Mis abuelos se casaron a principio del siglo XX, y en 1906 les nació su primer hijo; después, cada dos años, les nacía un nuevo vástago y en 1926 nació mi tía la pequeña, ¡la chica 10!
Esta foto, “mis abuelos y mis tíos, entre los que esta mi madre”, fue hecha en la boda de mi prima María la mayor de los nietos.
Mis abuelos maternos, a través de los años, sumaron la cantidad de cuarenta y ocho nietos. Yo me lo pasaba pipa y, como éramos tantos, a mis primos los catalogué en cuatro grupos.
Primero: los chicos que estaban en el servicio militar y las chicas bordando las sábanas del ajuar. A éstos les seguían los seis nietos nacidos en el cuarenta. A continuación los nacidos en el cuarenta y tres (esos eran mis quintos), a los que seguían los pequeñazos; a estos los cuidábamos los del 43 y, como eso era un rollo, me iba a casa de mis abuelos paternos, que esos me mimaban, pues sólo nos tenían a mis hermanos y a mí.

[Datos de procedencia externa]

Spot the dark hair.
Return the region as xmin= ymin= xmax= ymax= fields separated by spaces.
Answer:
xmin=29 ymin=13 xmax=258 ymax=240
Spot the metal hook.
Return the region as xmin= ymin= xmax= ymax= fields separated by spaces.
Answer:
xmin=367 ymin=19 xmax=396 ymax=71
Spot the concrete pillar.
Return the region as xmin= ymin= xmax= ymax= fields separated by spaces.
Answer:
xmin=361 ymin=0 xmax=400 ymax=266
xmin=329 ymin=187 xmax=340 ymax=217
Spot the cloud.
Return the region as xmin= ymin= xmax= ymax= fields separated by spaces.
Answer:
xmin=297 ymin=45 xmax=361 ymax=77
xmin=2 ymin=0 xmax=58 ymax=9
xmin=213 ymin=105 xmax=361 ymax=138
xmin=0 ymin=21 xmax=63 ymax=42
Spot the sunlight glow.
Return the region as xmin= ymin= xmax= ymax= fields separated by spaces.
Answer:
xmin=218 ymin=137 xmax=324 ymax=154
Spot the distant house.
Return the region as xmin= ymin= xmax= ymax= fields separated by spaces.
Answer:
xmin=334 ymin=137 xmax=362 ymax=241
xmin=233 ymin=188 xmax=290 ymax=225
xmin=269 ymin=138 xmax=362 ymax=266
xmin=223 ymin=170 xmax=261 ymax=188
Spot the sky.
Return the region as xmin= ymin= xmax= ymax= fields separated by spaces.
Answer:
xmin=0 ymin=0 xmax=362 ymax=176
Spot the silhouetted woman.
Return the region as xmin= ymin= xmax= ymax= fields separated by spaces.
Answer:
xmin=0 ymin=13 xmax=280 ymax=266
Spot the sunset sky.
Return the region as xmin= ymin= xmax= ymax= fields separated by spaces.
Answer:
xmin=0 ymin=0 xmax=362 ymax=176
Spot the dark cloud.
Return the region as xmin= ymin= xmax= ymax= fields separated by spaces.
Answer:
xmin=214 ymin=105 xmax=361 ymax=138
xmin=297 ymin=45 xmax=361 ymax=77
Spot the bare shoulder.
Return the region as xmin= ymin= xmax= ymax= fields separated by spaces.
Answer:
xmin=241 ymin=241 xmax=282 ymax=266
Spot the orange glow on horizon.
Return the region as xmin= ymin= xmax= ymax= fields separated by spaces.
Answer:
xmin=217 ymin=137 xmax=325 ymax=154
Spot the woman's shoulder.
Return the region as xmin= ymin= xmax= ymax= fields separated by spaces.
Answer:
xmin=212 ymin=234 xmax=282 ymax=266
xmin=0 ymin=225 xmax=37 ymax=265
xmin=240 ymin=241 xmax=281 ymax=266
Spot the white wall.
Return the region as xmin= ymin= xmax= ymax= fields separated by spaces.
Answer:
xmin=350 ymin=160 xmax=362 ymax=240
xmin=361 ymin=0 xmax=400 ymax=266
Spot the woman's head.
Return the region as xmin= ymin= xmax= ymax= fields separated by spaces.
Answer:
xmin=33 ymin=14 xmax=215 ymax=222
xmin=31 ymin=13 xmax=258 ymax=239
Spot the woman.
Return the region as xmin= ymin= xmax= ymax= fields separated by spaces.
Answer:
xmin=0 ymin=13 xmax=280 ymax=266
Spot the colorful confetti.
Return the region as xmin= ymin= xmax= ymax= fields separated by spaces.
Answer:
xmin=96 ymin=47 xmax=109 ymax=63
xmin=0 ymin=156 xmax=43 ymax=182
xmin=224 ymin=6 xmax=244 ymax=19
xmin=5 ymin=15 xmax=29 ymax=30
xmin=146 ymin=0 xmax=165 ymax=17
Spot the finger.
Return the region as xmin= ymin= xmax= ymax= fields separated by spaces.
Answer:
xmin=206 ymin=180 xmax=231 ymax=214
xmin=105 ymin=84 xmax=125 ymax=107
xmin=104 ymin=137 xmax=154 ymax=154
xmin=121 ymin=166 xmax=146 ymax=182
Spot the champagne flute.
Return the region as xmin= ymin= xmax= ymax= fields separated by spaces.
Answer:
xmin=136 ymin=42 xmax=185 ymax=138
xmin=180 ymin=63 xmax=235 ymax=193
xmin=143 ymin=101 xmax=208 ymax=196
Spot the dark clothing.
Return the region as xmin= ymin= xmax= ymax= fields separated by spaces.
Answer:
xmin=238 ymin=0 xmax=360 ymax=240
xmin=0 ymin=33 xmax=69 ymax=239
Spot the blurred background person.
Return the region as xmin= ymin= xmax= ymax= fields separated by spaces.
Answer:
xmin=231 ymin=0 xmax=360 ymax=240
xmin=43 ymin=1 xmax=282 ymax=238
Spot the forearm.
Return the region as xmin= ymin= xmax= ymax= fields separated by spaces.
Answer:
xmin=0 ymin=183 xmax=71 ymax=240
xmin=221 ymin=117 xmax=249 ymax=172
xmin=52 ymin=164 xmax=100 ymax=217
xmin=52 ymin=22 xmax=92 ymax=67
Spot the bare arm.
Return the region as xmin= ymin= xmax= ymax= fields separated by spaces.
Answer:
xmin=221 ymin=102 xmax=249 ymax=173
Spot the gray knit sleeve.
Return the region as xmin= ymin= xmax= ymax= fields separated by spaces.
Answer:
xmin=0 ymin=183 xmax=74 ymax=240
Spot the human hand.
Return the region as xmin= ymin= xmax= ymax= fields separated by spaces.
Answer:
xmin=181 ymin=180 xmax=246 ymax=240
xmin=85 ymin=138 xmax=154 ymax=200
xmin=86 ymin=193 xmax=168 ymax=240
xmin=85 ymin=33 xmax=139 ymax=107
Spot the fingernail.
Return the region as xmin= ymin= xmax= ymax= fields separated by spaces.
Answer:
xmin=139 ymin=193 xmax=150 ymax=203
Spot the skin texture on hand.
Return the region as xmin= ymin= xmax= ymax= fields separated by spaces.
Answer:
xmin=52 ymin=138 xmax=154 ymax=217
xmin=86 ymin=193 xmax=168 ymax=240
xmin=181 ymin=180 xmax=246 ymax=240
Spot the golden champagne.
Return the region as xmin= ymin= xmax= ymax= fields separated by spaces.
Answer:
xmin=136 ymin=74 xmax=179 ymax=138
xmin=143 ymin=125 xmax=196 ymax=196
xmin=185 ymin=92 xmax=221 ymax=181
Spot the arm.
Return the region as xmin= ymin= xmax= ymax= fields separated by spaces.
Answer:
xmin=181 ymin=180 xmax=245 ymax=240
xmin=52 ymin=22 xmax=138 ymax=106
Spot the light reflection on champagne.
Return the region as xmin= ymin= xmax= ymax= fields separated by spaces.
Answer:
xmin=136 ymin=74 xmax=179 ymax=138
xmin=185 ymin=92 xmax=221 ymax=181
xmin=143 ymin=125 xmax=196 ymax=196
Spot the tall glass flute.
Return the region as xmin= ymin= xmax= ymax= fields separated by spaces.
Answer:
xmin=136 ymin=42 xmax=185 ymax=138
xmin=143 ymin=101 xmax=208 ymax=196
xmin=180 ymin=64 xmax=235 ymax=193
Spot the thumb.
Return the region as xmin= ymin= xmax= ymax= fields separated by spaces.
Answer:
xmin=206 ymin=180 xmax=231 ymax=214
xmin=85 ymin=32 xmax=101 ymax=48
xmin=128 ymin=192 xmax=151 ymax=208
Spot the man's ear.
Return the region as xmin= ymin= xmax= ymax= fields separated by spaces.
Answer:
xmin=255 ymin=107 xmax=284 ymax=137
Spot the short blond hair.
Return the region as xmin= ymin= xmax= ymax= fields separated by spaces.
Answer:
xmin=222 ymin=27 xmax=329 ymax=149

A través del recuerdo os quisiera inmortalizar y veros en mi memoria. Abuelo, tú sentado en el suelo de la calle empedrada de canto rodado, la espalda apoyada contra la pared encalada, la faja negra enrollada en tu cintura, el bastón sobre el suelo. Recuerdo tus manos grandes y temblorosas; buscaban la petaca del tabaco picado y el mechero de “mecha y pedernal”. En este instante mi mente refleja tu figura y yo quisiera seguir siendo tu pequeña nieta, escuchar tu voz bronca y fuerte. Veo mi pequeña figura subida en una ventana y, agarrada a la reja de hierro forjado, veo a la abuela con su falda larga y su blusa, casi recubierta por el pañuelo que siempre llevaba sobre los hombros. Y creo oír su dulce voz diciendo “¡jodía muchacha! baja de esa ventana, que te vas a caer y, una vez más, te desollaras la cara” Luego se acercaba y, cogiéndome de las manos, yo saltaba y corría delante de ella hasta llegar a tu casa donde siempre me premiaba con una de las galletas que guardada en el cajón de la mesa alta. Sobre ella colgaba una foto de mi tío, al que yo no conocí porque había fallecido un año antes de mi nacimiento. En el recuerdo, vestida de negro, siempre llevó luto por su joven hijo.